Мы наблюдали, в общем, со стороны. Трудно понять, он же такой чудный.
«Чудный, — презрительно повторил про себя Левенталь. — Блистательное начало! И что эта женщина могла увидеть этими своими глазами? Что позволила себе увидеть? И как это — прекрасно начиналось, много обещало, а кончилось такой дрянью? Нет, конечно, с самого начала было сплошное не то, каждый бы заметил, кто хотел замечать. А Фебе не хотела замечать. И понятно, что Олби боится показаться на глаза Уиллистонам, они о нем такого высокого мнения».
Он сказал, перебарывая себя:
— Говорят, пьющие люди часто производят хорошее впечатление. Многим нравятся.
— Все еще пьет, а? — Уиллистон понизил голос.
— Все еще? — Левенталь только плечами пожал: в смысле — что за вопрос?
— Нет, он именно был такой, как я говорю. Стэн не даст соврать. И вовсе он тогда еще не пил. Но вы не ответили, как он? Что поделывает?
— Ничего не поделывает. А что собирается делать, мне не докладывал.

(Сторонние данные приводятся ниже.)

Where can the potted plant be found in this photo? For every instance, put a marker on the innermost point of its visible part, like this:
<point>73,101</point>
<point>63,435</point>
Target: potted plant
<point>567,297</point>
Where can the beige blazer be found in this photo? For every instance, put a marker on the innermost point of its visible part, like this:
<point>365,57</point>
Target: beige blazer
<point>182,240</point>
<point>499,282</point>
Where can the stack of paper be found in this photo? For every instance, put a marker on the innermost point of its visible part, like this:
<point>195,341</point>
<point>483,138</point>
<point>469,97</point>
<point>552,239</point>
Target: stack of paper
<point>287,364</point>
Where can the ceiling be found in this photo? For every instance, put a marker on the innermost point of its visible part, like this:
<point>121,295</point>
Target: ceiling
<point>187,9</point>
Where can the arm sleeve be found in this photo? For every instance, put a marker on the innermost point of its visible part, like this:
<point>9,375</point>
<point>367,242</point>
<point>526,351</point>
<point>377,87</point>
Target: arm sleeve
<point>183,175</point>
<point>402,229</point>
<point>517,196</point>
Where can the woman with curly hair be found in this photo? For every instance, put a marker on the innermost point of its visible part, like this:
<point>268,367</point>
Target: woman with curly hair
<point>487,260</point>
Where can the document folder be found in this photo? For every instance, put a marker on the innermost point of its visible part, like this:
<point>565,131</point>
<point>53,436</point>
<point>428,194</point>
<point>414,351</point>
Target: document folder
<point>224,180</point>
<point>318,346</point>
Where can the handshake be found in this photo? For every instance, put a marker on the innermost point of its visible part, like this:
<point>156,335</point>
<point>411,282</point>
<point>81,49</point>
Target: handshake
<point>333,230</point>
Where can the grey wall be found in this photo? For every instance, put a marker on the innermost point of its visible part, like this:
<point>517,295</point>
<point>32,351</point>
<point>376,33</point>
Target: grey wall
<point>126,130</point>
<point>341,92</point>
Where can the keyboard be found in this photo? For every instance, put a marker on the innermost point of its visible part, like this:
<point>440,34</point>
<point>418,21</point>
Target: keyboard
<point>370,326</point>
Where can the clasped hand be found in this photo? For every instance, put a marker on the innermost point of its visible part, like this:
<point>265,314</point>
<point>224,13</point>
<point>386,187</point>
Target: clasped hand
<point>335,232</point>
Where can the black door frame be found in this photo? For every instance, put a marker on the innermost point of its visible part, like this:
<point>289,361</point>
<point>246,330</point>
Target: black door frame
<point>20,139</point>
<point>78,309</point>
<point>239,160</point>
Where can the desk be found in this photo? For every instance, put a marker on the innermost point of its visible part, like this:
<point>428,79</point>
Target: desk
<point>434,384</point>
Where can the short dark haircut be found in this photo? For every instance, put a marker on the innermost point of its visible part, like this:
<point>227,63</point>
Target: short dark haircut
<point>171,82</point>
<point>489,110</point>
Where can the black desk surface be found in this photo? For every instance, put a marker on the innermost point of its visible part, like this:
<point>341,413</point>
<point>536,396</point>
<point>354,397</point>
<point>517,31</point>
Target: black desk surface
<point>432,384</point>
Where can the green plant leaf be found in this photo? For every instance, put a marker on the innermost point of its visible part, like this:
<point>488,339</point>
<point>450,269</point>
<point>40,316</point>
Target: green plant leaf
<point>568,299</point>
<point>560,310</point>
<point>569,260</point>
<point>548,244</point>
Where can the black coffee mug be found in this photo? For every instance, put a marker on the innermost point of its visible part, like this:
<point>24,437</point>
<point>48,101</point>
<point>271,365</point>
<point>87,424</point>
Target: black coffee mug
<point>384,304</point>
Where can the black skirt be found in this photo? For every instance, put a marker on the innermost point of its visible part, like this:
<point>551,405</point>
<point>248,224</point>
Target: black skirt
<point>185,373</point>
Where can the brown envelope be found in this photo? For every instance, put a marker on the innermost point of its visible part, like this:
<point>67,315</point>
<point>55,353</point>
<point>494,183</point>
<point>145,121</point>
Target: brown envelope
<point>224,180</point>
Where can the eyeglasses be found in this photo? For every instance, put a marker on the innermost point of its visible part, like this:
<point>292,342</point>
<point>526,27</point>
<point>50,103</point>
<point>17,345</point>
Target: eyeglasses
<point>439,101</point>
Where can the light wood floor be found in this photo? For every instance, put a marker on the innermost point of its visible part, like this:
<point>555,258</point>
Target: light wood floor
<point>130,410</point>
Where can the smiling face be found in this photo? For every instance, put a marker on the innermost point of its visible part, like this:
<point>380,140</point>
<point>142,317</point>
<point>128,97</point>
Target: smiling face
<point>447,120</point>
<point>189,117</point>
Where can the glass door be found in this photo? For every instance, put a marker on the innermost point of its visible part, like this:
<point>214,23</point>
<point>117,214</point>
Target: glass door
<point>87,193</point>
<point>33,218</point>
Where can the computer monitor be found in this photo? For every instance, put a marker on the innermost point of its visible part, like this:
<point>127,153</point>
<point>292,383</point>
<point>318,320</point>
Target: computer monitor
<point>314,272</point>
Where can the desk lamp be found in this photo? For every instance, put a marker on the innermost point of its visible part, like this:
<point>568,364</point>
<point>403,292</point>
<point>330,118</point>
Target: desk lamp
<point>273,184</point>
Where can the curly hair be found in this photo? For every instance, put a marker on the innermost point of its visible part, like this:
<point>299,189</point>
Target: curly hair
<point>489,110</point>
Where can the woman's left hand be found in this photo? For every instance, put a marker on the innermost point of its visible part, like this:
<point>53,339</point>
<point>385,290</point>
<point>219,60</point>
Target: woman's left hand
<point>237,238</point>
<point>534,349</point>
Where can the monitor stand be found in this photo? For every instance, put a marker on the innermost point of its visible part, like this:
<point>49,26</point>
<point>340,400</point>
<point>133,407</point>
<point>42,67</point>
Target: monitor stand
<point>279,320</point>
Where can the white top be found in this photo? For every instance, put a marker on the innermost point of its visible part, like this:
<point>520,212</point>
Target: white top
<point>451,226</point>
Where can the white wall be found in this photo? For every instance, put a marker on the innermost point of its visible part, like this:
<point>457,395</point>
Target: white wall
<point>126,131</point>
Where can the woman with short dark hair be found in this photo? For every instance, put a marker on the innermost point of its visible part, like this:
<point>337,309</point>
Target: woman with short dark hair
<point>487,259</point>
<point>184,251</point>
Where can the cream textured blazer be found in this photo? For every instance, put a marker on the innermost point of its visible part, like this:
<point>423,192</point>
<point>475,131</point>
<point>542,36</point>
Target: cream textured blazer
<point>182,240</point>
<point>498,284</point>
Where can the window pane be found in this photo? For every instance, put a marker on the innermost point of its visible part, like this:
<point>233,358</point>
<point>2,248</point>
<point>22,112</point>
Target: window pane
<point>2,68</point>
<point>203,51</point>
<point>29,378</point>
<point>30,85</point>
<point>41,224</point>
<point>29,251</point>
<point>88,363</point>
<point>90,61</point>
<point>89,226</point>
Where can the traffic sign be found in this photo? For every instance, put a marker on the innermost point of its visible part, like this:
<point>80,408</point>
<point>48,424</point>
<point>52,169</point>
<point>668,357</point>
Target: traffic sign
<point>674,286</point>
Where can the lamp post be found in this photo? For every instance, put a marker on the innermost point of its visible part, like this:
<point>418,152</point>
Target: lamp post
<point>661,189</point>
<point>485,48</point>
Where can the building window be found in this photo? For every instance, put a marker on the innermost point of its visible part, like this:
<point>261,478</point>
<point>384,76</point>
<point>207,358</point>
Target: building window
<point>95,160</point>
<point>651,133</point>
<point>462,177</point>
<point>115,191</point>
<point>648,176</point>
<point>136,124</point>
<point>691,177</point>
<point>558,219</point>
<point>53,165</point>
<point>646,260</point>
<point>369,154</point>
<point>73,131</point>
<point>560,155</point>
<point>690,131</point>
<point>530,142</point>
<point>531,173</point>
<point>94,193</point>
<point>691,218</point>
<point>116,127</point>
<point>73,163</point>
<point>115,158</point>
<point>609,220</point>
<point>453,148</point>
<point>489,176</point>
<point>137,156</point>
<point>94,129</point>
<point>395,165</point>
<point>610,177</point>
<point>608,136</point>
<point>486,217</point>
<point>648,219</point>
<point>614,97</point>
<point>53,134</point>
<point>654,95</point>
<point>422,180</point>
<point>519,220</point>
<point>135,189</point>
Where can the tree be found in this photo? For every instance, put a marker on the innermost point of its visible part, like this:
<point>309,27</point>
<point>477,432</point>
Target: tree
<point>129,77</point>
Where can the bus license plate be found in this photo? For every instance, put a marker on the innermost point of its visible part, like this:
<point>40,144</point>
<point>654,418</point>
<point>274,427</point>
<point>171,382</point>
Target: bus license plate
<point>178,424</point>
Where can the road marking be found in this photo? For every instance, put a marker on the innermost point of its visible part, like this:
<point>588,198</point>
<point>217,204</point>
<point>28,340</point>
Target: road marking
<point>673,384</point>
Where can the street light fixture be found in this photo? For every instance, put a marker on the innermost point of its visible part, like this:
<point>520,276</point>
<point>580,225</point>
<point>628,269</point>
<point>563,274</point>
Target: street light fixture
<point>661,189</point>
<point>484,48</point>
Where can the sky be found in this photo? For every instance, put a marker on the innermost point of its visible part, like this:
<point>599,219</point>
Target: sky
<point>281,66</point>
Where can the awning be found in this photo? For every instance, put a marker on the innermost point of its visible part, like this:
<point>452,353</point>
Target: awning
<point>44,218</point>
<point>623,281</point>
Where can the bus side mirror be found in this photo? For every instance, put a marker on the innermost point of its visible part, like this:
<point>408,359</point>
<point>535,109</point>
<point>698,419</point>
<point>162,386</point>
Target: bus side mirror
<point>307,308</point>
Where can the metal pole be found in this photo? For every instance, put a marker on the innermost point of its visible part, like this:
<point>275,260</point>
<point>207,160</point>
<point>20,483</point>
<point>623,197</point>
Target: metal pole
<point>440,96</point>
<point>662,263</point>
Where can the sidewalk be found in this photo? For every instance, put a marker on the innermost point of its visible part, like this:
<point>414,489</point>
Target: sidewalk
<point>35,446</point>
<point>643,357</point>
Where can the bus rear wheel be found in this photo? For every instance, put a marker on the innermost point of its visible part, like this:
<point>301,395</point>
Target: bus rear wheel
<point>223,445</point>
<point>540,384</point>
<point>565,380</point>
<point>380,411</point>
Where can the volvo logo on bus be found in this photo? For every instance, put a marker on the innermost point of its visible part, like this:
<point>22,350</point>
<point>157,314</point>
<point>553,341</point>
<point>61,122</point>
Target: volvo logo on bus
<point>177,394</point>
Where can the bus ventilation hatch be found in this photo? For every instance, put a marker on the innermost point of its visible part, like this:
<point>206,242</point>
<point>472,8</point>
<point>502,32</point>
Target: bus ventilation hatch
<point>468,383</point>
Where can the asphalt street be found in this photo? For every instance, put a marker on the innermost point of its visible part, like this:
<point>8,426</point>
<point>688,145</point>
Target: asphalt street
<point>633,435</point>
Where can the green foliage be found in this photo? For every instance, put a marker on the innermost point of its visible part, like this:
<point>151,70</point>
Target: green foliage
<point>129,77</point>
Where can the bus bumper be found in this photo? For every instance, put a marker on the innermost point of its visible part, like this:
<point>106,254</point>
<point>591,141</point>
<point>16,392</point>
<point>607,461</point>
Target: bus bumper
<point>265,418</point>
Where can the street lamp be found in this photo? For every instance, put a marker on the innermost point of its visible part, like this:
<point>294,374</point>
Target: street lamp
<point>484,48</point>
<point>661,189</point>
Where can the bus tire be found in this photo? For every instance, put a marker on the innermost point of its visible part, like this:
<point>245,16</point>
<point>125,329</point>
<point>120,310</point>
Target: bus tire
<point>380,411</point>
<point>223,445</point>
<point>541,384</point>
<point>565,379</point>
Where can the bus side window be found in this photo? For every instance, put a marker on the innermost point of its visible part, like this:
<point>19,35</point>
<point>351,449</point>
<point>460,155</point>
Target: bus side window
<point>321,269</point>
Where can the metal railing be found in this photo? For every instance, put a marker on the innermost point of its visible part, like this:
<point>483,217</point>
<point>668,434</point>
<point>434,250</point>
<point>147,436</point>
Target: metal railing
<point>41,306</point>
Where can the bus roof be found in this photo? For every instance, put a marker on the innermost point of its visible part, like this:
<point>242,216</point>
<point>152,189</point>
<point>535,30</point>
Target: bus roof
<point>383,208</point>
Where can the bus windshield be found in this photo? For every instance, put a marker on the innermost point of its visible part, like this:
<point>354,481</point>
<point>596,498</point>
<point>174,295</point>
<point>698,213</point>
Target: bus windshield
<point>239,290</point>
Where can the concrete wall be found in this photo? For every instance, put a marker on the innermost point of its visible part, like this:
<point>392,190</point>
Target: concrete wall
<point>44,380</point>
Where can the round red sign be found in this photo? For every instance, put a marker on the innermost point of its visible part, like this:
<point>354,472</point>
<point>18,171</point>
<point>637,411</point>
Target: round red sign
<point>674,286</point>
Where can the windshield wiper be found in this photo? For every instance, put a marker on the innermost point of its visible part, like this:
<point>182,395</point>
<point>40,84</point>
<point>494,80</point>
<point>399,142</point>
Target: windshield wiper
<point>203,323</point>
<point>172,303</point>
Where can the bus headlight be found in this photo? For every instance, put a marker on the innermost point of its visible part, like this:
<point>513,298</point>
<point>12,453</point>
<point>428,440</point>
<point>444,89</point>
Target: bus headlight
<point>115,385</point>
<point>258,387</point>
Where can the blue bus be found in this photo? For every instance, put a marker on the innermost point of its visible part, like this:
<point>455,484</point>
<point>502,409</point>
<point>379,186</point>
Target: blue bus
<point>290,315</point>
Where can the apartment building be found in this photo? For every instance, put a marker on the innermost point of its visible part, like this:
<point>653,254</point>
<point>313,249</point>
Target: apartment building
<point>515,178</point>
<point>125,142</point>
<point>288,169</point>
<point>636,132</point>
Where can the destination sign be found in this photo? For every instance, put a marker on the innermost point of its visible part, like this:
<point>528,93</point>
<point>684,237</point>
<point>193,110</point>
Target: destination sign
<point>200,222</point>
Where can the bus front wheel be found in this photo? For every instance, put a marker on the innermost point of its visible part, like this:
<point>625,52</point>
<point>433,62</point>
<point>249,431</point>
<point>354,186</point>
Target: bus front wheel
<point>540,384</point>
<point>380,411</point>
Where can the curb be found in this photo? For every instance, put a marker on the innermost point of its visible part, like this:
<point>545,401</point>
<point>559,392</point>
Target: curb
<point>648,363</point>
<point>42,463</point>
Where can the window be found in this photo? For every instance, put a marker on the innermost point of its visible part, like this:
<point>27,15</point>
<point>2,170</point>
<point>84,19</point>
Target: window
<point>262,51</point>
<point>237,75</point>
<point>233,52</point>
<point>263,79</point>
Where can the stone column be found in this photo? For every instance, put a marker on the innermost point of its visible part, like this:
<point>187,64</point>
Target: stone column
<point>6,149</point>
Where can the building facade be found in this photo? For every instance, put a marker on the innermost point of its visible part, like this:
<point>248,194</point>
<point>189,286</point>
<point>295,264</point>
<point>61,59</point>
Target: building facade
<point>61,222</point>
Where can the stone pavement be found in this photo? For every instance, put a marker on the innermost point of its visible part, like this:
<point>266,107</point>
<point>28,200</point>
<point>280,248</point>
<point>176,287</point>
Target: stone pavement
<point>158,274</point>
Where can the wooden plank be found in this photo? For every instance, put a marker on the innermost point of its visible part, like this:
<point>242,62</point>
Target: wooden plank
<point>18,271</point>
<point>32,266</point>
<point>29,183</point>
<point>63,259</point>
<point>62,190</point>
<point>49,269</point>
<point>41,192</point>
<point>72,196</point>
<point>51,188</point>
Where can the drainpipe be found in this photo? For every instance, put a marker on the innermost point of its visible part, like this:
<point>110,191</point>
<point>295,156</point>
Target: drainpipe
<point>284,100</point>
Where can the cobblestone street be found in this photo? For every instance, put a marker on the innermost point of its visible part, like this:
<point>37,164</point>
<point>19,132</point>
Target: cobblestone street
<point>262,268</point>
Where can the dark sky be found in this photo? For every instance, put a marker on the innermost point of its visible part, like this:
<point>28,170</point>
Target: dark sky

— Но вы ему скажете, чтоб к нам заглянул, да? — Лицо у нее дрогнуло от скрытой обиды.
— С удовольствием. — В голосе у него таки звякнуло раздражение. Уиллистон вертел ложку в коротеньких пальцах. Он мало говорил, понял, видимо, что Фебе повело не туда, боялся влезать, чтобы еще не напортить. Левенталь изо всех сил сдерживался. Хотят видеть Олби — пусть берут себе насовсем, пожалуйста, ради Бога, но они же не зовут его пожить, только в гости приглашают. И как это, хотелось бы знать, Фебе даже в голову не приходит спросить, почему Олби живет у него, а не у своих друзей? Логически рассуждая, ему бы к ним надо было пойти. Но, разглядывая это белое лицо, вдруг он понял, что кое-какие логические вопросы ей задавать не хочется. Факты ей не нужны; она их отметает. В общем, прекрасно все она поняла, можно не сомневаться. Но нет, ей надо доказывать, что Олби нуждается в заботе. И очень возможно, ей так же хочется его видеть в теперешнем состоянии, как ему ее хочется видеть. Небось представляет себе, на что он похож. О, прекрасно представляет! Но вот надо ей, чтоб он опять стал таким, каким был когда-то. «Милая моя, — возмущался про себя Левенталь, — я же не прошу взглянуть на вещи моими глазами, но хотя бы взглянуть. И все, и достаточно. Хоть разок глянуть!» Да, все так, но Уиллистоны ему помогли; он перед ними в долгу. Да, но то, что сделали для него Уиллистоны, — это же тьфу в сравнении с тем, что они, по сути, требуют, чтоб он сделал для Олби.
Уиллистон уже злился, или Левенталю почудилось.
— Едва ли Керби захочет нас видеть сейчас, детка, — он сказал, — а то бы он давно пришел.
— И очень жаль, что не пришел, — сказал Левенталь. С большим нажимом, чем ему хотелось, и Фебе тут же поставила его на место:
— Я, кажется, вас не понимаю, Аса.
— Вы бы на него посмотрели! Думаю, вы бы его не узнали, судя по тому, что вы описываете. Для меня — будто о другом человеке речь.
— Ну, наверно, не я в этом виновата. — Она умолкла, передохнула. Опять проступили на скулах красные пятна.
— Наверно, он изменился, — с расстановкой проговорил Уиллистон.
— Уж поверьте, ничего общего с тем, что рисует Фебе. Это я вам говорю! — Левенталь лишнее слово боялся сказать, чтобы не сорваться.
— Вам бы надо быть великодушней, — сказала Фебе.
И вот тут Левенталя взорвало, он во все глаза смотрел на Фебе, пока ее заливало краской. Отпихнул тарелку, прошипел:
— Я не могу себя изменить, чтоб вам больше подошло.
— Что такое? — сказал Уиллистон.
— Я сказал — невеликодушный, значит, какой уж есть!